Through millions of user clicks, the “machine”—in this case, Google—has been trained to locate the most accurate pictures of “cat,” so that we will rarely, if ever, get a result that is something other than a cat. If you tell a machine ten million times, “This is a cat,” eventually the machine learns to identify and display only pictures of cats.
We see this when we do commercial search engine searches for people by name. If we type in, for example, the name of a famous actor, most of the results a search engine displays will be photographs of this celebrity. If we type in the name of a person who is not a public figure, a search engine may only display the person we are looking for in a small percentage of the results. The more clicks a search term receives, the better “trained” the machine becomes, the more accurate the results.
More data is better, in the sense that it allows for more effective search. This can be understood in terms of columns and rows in a spreadsheet. If, in the case of a bank, customers are listed in rows (the larger the bank, the more customers and the more rows), then the columns represent the attributes of each customer. What has been transformative in the last decade is the sheer number of columns, or attributes, available about customers. We can see this in the incredible precision of Facebook and Google marketing. Ten years ago, marketing used broad population demographics. Today, marketing is about targeting you and me as individuals, not our broad demographic. In other words, marketers can now tailor their advertising to a specific person’s interests, because the amount of data available has increased exponentially.
If a bank uses "big data" to determine whether a potential customer poses a money-laundering or terrorist financing threat, we need data to help us train the models. The difficulty occurs when the data becomes overwhelming. When the number of columns go from 5 to 500,000, a human alone can’t process this information. So we must train machines to identify patterns, infer, and predict.
This has remarkable applications when it comes to security in the banking world. If, for example, if we want to identify money launderers, we can train a machine to find correlations between certain attributes, or columns, and a person's likelihood of laundering money. The catch here is that we cannot do this effectively without enough data. The more data we have on the attributes of past money launderers, the more accurately we can identify current yet unrecognized money launderers.
This principle applies to all elements of financial security and risk mitigation. The combination of advanced technology and behavioral science can have significant implications not just for streamlining bank processes, but for preventing substantial financial losses.

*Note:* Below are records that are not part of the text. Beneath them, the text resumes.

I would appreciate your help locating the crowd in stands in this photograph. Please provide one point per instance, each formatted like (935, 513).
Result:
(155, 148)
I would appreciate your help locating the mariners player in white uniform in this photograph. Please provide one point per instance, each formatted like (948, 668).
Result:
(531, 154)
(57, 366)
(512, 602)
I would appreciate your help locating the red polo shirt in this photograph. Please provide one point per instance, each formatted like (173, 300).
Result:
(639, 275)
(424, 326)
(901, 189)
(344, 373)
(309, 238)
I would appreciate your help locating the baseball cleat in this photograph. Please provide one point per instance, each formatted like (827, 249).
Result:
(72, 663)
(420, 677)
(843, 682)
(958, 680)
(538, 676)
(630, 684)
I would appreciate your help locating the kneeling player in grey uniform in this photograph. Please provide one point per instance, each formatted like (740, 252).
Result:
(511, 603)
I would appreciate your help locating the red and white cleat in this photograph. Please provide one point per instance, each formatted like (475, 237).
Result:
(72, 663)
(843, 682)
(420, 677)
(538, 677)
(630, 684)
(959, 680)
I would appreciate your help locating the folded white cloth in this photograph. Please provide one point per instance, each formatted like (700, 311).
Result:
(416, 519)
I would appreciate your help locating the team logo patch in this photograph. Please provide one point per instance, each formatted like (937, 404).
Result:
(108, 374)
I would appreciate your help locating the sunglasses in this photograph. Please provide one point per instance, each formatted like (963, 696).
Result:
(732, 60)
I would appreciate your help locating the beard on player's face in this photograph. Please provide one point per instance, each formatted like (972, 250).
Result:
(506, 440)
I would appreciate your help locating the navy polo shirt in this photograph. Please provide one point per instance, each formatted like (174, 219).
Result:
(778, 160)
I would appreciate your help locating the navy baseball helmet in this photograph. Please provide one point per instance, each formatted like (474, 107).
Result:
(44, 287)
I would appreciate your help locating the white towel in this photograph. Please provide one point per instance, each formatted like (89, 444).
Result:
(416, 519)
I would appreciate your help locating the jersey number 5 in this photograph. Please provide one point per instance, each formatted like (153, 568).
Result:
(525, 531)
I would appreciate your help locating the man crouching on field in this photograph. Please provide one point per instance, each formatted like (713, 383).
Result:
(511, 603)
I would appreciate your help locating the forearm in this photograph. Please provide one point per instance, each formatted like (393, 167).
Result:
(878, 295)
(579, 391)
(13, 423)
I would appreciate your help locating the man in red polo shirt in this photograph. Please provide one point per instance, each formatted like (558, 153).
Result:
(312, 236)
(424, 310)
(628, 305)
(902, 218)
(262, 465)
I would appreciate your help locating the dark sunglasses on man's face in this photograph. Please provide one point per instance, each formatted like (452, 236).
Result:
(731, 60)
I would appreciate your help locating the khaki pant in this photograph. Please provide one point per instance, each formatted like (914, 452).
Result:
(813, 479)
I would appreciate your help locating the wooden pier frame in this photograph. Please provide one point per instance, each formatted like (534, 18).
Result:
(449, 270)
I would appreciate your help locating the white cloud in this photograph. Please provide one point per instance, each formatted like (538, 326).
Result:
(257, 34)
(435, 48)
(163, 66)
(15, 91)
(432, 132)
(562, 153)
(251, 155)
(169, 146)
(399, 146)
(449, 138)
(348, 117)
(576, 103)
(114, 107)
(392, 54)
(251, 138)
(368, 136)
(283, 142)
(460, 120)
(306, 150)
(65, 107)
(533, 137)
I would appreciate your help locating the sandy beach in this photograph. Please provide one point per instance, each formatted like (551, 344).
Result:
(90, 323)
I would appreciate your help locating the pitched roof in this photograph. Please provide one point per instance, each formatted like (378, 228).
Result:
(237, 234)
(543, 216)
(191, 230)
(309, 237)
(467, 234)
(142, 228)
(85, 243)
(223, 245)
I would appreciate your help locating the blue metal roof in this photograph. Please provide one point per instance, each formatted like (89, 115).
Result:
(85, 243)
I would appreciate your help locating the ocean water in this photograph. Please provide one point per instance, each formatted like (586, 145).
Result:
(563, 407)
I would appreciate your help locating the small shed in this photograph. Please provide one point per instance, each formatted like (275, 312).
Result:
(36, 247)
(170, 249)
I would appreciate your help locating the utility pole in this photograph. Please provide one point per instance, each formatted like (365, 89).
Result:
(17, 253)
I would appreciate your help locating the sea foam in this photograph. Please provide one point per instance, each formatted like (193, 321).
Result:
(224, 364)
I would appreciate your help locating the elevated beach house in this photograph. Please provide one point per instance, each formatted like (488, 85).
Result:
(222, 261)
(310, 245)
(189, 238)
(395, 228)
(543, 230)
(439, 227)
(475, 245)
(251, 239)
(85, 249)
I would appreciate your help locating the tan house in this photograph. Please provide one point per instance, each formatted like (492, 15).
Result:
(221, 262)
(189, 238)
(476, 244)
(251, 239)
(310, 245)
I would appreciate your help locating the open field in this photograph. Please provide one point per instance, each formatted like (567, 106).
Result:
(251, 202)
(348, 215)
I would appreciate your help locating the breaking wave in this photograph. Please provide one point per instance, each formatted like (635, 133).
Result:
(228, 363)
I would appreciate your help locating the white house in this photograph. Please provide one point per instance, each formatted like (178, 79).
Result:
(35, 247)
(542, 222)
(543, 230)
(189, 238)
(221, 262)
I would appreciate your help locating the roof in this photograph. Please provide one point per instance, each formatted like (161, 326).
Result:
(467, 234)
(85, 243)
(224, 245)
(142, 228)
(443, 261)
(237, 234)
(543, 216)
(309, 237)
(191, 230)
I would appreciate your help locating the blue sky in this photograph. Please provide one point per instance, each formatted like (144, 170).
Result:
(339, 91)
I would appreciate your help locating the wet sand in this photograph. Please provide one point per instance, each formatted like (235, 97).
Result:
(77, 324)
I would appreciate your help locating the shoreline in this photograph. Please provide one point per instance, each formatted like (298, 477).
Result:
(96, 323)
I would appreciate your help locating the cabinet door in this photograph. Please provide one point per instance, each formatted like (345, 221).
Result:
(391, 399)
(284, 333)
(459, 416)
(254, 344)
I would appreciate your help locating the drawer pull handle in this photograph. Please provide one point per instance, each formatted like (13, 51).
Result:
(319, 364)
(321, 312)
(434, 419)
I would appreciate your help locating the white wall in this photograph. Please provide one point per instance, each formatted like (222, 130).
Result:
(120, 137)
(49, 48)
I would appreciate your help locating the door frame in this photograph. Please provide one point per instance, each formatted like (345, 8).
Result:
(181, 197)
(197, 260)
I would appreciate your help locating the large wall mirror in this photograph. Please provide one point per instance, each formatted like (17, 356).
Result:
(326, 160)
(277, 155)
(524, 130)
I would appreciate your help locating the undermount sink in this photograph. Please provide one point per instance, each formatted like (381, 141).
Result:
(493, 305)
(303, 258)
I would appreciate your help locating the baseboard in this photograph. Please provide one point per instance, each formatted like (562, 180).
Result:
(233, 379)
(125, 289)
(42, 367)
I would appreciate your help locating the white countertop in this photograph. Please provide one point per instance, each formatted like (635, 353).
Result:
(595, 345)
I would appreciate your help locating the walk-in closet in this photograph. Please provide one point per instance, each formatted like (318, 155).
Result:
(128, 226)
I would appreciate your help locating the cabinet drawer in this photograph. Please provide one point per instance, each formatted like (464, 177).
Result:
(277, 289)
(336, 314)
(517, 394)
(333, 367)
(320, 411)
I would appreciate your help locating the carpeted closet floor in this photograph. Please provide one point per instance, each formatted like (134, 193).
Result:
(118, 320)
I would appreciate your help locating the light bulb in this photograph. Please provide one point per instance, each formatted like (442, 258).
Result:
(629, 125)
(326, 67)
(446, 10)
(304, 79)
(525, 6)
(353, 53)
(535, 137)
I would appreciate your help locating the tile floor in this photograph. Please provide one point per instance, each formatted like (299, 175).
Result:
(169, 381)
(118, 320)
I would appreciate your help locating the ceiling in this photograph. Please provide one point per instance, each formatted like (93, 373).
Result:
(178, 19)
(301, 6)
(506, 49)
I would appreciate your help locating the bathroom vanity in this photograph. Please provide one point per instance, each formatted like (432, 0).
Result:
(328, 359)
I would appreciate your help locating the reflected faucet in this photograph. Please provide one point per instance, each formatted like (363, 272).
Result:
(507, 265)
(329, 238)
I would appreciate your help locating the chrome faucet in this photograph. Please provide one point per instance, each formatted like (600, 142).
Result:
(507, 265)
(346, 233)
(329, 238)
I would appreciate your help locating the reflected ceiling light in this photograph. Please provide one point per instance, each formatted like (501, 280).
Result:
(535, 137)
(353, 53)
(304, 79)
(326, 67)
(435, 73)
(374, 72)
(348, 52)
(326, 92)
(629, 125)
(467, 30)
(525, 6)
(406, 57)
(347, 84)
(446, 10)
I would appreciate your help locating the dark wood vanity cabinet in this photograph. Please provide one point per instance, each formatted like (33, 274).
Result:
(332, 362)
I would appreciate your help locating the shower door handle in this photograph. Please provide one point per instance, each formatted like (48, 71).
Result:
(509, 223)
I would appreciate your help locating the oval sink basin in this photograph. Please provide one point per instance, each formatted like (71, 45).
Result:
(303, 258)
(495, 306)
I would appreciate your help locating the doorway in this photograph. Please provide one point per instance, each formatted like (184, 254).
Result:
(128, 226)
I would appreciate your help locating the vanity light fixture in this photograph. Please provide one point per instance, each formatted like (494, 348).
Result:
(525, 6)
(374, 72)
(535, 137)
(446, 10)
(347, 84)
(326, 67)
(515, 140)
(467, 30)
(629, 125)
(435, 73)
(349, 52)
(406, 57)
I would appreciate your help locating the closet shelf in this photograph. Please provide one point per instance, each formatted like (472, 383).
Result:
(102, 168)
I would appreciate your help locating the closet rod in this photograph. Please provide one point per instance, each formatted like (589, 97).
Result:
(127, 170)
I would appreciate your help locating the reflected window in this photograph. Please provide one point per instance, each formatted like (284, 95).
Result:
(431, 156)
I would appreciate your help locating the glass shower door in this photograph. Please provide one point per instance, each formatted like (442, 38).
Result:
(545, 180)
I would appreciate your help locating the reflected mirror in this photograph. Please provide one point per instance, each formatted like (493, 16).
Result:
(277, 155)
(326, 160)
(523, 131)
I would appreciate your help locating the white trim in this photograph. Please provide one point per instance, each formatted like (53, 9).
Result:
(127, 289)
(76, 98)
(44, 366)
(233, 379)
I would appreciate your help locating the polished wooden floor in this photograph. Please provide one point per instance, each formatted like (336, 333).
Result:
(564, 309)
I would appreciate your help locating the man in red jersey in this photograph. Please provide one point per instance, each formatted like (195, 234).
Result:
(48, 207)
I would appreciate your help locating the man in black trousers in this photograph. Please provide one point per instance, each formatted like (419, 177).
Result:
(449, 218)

This is the upside of data. While its enormity may be overwhelming at times, the availability of big data, machine learning and artificial intelligence, and behavioral science will transform the banking industry in the next few years as it has transformed so many other aspects of our lives. And because criminal activity is often tied to financial transactions, the applications of machine learning are many, and invaluable. The more we invest in technology that processes data, the better equipped we can be to take advantage of these applications.